Photo Catherine Hélie - Editions Gallimard
Photo Catherine Hélie - Editions Gallimard

« Check-Point » de Jean-Christophe Rufin

(Editions Gallimard, mars 2015, 387 pages)

Il ouvre grand les yeux sur le monde, Jean-Christophe Rufin, courageusement…Dans chacun de ses livres, il cherche à en comprendre les paradoxes, les excès, les basculements. Il s’interroge et nous interroge. Ses récits nous emportent au-delà des lieux, au-delà du temps. Temps passés dans « L’Abyssin » ou « Rouge Brésil », temps futurs dans « Globalia ». Des lieux comme l’Afrique, le Brésil, … Et après son « Immortelle Randonnée » sur les chemins de Compostelle où se mêlent à ravir récit de voyage et expérience spirituelle, il revient ici, dans « Check-Point », à ses jeunes années, du temps de ses missions humanitaires « pacifiques ». Une époque où existaient encore la neutralité et la non-ingérence des pays occidentaux dans les conflits armés, où les ONG se contentaient d’apporter vivres, vêtements et médicaments aux victimes de guerre sans se soucier vraiment de qui a tort et qui a raison. Les associations caritatives étaient financées par l’Union Européenne, l’intervention de l’armée française se bornait à fournir des contingents à l’ONU. Une situation qui a changé depuis, avec des engagements militaires sur le terrain (comme au Mali), ce qui complique les secours et surtout provoque des dégâts jusque sur nos terres. Attentats, otages, enlèvements, décapitations… sont devenus des mots de tous les jours, des évènements qui se déroulent à notre porte, sous nos yeux.
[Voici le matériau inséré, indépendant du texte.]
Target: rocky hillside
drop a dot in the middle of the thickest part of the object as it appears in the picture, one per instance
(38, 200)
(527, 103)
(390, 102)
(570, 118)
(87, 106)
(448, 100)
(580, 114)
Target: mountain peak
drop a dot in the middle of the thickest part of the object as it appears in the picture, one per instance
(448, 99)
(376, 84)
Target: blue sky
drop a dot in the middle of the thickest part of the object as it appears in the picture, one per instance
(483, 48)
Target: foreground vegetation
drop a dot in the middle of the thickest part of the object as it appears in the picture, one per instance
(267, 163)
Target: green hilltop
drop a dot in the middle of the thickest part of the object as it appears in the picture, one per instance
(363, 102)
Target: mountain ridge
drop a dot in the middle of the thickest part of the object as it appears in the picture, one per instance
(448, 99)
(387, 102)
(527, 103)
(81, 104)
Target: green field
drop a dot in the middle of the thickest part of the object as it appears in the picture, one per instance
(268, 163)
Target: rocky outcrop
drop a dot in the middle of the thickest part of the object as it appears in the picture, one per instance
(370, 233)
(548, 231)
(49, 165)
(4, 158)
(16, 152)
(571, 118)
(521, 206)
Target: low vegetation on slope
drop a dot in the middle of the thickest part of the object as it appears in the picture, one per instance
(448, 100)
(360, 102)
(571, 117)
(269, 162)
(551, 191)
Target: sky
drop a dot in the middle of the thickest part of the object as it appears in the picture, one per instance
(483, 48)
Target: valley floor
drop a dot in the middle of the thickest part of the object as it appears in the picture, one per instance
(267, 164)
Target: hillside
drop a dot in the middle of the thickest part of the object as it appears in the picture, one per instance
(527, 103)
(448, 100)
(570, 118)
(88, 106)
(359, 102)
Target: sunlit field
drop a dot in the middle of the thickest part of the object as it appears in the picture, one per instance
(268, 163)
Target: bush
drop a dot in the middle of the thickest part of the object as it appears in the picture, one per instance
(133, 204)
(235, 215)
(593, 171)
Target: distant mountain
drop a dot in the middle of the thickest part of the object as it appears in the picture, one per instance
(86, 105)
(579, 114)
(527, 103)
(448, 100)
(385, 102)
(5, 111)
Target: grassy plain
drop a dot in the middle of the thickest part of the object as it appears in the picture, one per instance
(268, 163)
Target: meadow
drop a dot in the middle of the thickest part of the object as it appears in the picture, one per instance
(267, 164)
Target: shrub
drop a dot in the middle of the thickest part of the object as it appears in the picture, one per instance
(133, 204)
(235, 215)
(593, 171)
Le désenchantement d'un humanitaire

« Check-Point », c’est l’histoire de cinq jeunes engagés par une ONG. Quatre garçons et une fille, au volant de deux énormes camions chargés à bloc. Le convoi doit passer sans encombres les ckeck-points de la Bosnie en guerre, pour se rendre à Kakanj.« Jusque là, ils avaient traversé des frontières, c’est-à-dire des limites officielles entre Etats. Les check-points, c’était autre chose : des séparations imprévisibles et mouvantes entre zones ethniques, obéissant à l’autorité de petits chefs locaux. Ceux d’entre eux qui avaient déjà séjourné en Bosnie en parlaient chaque soir. Ils ne disaient pas en français « point de contrôle », ce qui aurait rendu la chose presque normale. Le mot apatride « check-point », utilisé par tout le monde sur le terrain, rendait mieux compte de l’aspect improvisé, désordonné, imprévisible et dangereux de ces barrages. » Vaste labyrinthe de postes de contrôle, comme il en existe encore de par le monde. Comme autour de Mossoul… mais ceux-ci ont maintenant pratiquement disparus au profit d’une seule et même frontière, enclavant l’Etat Islamique. Voilà sur quoi porte la réflexion de l’auteur, entre autres. « Nous sommes désormais devant une frontière mentale. La nécessité de sécurité tend à l’emporter sur toute autre considération. Il est illusoire de penser que l’humanitaire sera tenu à l’écart de cette transformation des mentalités. ». Autrement dit : ce sont nos valeurs que nous défendons à présent !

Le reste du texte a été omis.